To be completely frank, the single player campaign for Call of Duty 4 is not only the hands-down best in the series, but is one of the best in the genre. It represents everything a good action story should be: a nice helping of adrenaline and action with a pinch of compelling characters to keep you motivated. Anybody can blow up a tank, it takes true genius to make you want to blow up the tank because you want to get the bastard behind it all. IW has done the latter here.
Most people who play Call of Duty will find the Multiplayer as the primary draw, and it is understandable why. If you are a fan of FPS Multiplayer this game represents the foundation for what all tactical shooters have done in mutliplayer this generation. Its frantic, its rewarding, and its ripe with room for both skill and luck.
The general concept of Modern Warfare's MP is team-based deathmatch, objective-based deathmatch, and traditional deathmath. Objective-based deathmatch including modes such as your traditional capture-the-flag. As you progress in Modern Warfare's MP you attain levels which have associated unlocks and the ability to unlock/equip perks which vary from the mundane (such as being able to carry more C4) to the exotic (such as Deep Impact which allows your bullets to penetrate cover).

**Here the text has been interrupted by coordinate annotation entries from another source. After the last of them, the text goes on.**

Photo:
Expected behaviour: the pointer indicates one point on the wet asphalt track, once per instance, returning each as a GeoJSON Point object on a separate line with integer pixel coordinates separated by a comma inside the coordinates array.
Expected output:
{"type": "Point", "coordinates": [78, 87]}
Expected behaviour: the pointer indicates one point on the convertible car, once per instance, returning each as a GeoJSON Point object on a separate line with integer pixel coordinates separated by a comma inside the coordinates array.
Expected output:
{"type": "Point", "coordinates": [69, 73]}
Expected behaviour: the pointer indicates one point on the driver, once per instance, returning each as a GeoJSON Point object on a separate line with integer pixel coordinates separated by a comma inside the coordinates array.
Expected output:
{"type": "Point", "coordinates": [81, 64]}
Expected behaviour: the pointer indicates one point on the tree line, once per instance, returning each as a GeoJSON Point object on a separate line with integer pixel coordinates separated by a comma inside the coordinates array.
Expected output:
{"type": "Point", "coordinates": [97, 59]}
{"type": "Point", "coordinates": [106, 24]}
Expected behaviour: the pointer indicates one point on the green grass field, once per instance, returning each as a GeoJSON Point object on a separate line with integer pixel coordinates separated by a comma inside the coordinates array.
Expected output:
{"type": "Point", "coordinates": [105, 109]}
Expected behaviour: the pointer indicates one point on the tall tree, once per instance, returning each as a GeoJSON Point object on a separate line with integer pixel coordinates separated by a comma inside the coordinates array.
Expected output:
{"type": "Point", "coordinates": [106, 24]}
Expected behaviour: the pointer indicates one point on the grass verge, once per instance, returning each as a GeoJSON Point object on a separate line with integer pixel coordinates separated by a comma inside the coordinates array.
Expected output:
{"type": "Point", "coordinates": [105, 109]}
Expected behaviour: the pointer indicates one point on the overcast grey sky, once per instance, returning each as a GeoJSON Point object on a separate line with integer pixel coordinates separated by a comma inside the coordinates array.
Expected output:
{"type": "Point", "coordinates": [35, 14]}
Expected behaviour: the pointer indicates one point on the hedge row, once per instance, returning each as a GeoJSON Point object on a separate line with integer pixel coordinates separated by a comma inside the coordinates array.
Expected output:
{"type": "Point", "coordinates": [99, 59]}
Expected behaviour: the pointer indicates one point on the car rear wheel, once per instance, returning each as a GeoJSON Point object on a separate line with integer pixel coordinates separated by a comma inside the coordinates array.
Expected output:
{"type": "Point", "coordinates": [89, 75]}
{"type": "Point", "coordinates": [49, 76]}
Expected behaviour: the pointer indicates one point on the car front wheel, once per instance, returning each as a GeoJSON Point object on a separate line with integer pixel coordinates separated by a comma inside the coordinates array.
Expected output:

The levels measure 55 in total excluding prestige levels, and you work your way through these levels by completeing challenges and various actions in Multiplayer, again ranging in both complexity and difficulty. As an added bonus the game also has temporary boosts associated with kill-streaks which allow you to scan the area for enemies or call in helicopters for close-infantry support, this is something that (up to this point) really has not been seen often and it represented another fresh innovation brought to FPS by Infinity Ward. It allows even less-experienced players to gain kills and ground on the veterans if they are able to get "on a roll."
The end result is this all combines with a well done and tight multiplayer system that echoes the well-designed gameplay of the singleplayer to create a deep multiplayer experience that you still see people playing years later.
Call of Duty, graphically, is hard to beat given the time it was released. Everything was rendered wonderfully and the attention to detail on many of the weapons is borderline meticulous. There is the occasional animation problem, but this is hardly a detractor from an otherwise crisp presentation.
A similar attention to detail can be found in the environments, where it is always very clear what area of the world you are in and the feeling of that area is always captured. The war-torn Iraq always feels as such, and the bleak and lifeless pipyrat is captured beyond question. It is truly immersive and brilliantly done in terms of driving the story consistently. The audio-presentation, as always of IW games, is beyond compare. The game is carried by its great composition in both music and sound-effects.
- Gameplay is staple tactical shooter, controls are tight, responsive, and intuitive.
- A perfect action story. Not only does it keep moving, but it makes you want to keep moving with it.
- A truly deep and engaging multiplayer that still should be played even years later.
- As always, IW represents the best of what the FPS genre is in terms of presentation.
Overall: 9.5/10 Brilliant
- Call of Duty 4 is the best the series has to offer in my opinion, the best singleplayer available in the genre and a rock solid multiplayer experience all wrapped in a nice package of clean, no-bullshit gameplay and wonderfully executed presentation.